Convoys of evaders walking over the Pyrenees to Spain worked on the same principle as convoys of ships crossing the Atlantic: it was safer to take one large group than many smaller groups. So Dutch, French, Belgian and Polish men wanting to join the Allied armies and downed aviators crossed in large groups of up to 30 made up of men of many nationalities who arrived in the foothills courtesy of different evasion lines including Dutch-Paris.

All these men would meet up in some clearing or hotel and walk on from there. Many of them started off from a certain “Hotel des Pyrénées.”  That hotel had a long career in the resistance, but the Germans eventually found out and surrounded it with heavy arms at 11:20 pm on 8 November 1943. Thirty evaders, including Engelandvaarders and downed aviators, a couple of mountain guides and the hotel owners were inside preparing for a convoy’s departure.

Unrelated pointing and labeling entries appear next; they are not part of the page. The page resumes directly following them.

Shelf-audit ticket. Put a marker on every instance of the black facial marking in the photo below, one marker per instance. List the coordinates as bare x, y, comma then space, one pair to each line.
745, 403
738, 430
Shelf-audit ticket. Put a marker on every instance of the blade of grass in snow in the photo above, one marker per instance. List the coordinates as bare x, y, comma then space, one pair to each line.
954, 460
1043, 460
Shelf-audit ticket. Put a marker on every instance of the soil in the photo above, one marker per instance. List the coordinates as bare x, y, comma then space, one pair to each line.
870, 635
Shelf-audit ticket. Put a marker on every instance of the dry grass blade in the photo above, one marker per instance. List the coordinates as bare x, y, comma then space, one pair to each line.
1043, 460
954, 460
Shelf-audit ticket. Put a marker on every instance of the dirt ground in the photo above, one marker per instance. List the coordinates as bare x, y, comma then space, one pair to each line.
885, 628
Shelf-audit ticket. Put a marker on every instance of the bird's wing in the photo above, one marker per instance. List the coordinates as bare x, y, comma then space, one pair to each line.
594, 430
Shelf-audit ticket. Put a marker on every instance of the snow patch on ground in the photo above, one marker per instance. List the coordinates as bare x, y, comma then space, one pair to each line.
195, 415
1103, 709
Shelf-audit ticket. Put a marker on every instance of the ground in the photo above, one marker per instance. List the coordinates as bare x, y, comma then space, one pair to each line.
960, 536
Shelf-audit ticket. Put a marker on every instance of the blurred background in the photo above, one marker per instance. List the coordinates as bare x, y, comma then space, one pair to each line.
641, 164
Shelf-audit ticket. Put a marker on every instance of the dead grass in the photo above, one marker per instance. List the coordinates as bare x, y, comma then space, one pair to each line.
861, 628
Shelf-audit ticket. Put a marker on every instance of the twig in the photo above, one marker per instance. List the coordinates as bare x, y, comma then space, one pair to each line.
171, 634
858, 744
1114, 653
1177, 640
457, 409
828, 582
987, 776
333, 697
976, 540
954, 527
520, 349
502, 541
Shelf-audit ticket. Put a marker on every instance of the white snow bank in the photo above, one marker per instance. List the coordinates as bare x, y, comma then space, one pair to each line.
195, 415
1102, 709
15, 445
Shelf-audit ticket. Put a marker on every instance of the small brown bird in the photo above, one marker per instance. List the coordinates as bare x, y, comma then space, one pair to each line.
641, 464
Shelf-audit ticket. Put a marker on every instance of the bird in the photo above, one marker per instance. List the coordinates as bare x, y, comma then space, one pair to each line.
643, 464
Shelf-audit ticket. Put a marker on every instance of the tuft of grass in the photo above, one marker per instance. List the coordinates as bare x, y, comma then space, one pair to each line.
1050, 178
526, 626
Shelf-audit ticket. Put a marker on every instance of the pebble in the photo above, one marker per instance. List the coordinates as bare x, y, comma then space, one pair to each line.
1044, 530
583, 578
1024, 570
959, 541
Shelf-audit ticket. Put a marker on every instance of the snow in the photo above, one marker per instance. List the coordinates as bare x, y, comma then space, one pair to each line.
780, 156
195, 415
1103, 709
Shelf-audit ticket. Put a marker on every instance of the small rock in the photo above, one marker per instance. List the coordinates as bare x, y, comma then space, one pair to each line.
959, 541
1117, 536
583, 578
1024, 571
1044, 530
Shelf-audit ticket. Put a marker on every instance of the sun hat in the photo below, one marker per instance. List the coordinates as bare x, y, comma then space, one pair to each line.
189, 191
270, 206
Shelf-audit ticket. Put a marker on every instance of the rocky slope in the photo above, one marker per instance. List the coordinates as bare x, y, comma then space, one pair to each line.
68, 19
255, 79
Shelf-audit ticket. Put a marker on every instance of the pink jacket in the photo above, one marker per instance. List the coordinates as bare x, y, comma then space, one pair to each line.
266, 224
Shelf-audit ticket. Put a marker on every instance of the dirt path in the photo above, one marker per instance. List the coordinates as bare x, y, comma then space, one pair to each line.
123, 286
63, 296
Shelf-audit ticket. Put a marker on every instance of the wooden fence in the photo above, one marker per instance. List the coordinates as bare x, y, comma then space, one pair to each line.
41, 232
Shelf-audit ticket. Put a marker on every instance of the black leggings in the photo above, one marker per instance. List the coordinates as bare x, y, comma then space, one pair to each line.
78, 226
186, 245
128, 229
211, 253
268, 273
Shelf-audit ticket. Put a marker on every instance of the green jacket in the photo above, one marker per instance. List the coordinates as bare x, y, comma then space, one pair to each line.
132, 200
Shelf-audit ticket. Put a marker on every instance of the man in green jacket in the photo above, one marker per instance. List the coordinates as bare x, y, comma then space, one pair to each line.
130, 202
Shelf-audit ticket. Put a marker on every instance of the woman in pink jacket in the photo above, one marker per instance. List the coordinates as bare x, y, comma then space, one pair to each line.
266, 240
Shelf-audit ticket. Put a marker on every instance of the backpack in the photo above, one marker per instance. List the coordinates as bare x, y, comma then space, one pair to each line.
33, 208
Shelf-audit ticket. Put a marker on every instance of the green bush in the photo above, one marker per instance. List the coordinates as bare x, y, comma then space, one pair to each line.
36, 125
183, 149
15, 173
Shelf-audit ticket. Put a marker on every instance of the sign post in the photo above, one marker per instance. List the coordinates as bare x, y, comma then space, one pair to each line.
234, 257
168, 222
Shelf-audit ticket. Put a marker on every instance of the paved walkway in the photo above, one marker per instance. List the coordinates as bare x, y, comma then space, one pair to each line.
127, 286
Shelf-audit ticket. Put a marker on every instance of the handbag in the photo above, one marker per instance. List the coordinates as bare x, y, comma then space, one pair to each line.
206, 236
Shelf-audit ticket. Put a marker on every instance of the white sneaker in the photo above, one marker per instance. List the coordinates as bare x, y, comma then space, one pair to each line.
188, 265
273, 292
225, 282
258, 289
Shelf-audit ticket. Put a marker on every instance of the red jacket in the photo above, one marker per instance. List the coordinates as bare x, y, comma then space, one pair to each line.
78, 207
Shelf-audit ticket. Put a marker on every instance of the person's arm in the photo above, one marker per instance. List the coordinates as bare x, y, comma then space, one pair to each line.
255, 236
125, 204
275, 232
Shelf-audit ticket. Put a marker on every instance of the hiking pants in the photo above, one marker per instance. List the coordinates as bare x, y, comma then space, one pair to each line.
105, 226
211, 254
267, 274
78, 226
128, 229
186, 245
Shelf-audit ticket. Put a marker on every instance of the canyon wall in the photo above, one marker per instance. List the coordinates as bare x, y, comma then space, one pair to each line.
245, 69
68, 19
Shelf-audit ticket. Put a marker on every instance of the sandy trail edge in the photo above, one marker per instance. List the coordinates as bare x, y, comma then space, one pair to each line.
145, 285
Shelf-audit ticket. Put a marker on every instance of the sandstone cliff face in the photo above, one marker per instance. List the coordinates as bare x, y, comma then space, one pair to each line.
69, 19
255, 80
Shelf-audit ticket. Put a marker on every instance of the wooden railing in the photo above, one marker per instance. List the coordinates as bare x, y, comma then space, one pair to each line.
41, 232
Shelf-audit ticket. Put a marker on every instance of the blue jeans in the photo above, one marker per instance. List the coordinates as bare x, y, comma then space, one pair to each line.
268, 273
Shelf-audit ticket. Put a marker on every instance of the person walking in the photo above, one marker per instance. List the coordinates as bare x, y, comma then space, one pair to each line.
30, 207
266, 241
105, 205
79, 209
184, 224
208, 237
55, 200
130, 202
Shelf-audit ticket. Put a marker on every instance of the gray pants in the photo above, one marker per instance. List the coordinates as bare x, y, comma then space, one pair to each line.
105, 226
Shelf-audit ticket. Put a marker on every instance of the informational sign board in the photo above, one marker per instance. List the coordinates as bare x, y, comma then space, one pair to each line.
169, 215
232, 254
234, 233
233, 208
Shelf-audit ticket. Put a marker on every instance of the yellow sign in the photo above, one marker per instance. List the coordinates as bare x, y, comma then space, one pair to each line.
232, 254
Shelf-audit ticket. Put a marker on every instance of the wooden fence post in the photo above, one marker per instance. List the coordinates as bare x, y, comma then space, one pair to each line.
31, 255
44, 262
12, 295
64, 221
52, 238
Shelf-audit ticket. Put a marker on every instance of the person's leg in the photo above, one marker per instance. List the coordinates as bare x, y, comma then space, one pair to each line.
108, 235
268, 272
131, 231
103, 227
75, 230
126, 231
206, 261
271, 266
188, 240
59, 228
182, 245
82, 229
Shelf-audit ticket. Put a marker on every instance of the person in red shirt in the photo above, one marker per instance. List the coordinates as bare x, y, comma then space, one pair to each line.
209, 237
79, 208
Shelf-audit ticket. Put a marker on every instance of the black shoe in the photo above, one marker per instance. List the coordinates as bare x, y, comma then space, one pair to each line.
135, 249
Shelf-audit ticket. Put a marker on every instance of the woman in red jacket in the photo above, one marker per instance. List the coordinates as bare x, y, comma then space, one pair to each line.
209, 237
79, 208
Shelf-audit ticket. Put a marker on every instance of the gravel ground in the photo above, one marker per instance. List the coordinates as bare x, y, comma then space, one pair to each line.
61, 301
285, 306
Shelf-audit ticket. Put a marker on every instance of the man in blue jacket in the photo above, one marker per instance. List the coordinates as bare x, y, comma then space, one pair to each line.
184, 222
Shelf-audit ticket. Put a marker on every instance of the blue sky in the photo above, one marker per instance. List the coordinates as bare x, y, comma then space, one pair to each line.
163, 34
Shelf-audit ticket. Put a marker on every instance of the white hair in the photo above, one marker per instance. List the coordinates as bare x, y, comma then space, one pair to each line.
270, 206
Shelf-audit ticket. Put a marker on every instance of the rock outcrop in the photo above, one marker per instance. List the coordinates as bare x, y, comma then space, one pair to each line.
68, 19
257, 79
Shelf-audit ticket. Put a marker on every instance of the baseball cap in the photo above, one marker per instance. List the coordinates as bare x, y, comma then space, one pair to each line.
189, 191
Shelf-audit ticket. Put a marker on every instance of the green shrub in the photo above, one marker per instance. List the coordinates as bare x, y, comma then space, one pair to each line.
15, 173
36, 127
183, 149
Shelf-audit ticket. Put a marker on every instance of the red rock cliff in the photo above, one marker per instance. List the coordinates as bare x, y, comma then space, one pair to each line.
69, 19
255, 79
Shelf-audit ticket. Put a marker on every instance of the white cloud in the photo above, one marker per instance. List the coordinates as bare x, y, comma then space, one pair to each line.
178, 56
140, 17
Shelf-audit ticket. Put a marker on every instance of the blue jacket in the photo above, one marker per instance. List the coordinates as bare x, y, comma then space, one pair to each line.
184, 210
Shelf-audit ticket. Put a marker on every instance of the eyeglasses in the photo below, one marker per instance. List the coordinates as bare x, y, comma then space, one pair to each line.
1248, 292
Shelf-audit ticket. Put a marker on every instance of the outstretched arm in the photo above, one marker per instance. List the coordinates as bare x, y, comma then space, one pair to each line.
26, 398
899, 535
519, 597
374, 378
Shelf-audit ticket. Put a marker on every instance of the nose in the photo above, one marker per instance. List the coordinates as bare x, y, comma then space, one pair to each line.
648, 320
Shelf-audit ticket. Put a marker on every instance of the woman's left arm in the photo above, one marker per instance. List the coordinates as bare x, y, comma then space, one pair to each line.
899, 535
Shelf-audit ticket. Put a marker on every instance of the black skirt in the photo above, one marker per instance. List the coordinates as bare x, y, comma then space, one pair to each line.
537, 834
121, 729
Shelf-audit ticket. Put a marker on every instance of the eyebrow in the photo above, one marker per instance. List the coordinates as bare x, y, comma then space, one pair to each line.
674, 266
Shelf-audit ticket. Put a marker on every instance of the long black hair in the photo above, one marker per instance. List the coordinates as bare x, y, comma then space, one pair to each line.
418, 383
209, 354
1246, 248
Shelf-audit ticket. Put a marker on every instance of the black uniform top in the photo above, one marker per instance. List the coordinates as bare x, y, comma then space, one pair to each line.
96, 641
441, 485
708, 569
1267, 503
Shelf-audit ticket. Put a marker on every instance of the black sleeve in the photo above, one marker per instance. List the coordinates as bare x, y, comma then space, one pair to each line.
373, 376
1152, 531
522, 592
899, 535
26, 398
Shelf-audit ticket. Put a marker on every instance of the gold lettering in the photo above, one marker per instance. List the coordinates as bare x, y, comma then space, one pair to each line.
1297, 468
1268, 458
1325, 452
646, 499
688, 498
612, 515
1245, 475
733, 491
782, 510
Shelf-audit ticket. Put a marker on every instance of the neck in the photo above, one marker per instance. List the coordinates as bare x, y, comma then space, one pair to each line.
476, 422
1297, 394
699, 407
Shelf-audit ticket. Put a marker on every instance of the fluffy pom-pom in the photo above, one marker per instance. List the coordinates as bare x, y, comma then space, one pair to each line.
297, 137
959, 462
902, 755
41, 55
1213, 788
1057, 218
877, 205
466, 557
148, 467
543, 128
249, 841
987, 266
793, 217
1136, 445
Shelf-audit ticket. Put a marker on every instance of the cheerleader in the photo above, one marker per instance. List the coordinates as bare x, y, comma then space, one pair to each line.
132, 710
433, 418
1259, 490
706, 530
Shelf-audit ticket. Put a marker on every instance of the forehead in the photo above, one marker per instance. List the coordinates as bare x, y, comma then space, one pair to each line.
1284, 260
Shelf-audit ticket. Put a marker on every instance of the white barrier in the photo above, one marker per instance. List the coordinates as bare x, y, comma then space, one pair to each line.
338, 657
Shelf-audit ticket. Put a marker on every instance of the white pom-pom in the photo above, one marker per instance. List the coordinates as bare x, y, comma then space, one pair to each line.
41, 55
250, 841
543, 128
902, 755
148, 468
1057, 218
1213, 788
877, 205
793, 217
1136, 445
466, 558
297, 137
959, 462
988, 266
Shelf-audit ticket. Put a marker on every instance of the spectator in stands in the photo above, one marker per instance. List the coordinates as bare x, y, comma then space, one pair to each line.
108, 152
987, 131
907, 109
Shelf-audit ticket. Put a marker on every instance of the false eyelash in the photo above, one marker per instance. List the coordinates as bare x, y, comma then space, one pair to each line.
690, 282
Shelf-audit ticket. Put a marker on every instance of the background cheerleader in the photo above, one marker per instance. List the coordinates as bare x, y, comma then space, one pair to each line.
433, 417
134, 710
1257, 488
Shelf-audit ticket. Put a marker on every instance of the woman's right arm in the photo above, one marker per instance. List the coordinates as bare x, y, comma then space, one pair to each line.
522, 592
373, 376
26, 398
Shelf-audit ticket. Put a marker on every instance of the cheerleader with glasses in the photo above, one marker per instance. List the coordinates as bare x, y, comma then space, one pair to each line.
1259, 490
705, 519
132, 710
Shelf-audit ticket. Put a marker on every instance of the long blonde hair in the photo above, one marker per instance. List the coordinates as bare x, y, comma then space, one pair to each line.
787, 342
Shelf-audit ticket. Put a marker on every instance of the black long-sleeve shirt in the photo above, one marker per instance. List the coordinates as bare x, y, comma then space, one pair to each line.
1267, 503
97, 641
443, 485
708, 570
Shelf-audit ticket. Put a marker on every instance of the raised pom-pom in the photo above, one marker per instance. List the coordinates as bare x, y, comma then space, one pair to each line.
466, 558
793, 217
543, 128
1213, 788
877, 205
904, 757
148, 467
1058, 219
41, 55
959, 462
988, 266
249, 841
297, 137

A lot of the Europeans and both guides managed to escape out the back windows. The sixty year-old landlady, however, was arrested and put into a German car parked in front of the hotel.  She took advantage of the dark and the fact that most of the Germans were busy pillaging her hotel to exit out the far side of the car, jump the wall and run through the neighbor’s garden to escape. She hid in the hills for a month until friends took her to the train in their car. She spent the rest of the war hiding in Paris. But, as she put it after the liberation, so many emotions gave her an attack, and she was paralyzed on one side.

Her husband died in a concentration camp in April 1945.

The Hotel des Pyrénées was out of business, but the guides moved their meeting place elsewhere and the evasions to Spain continued.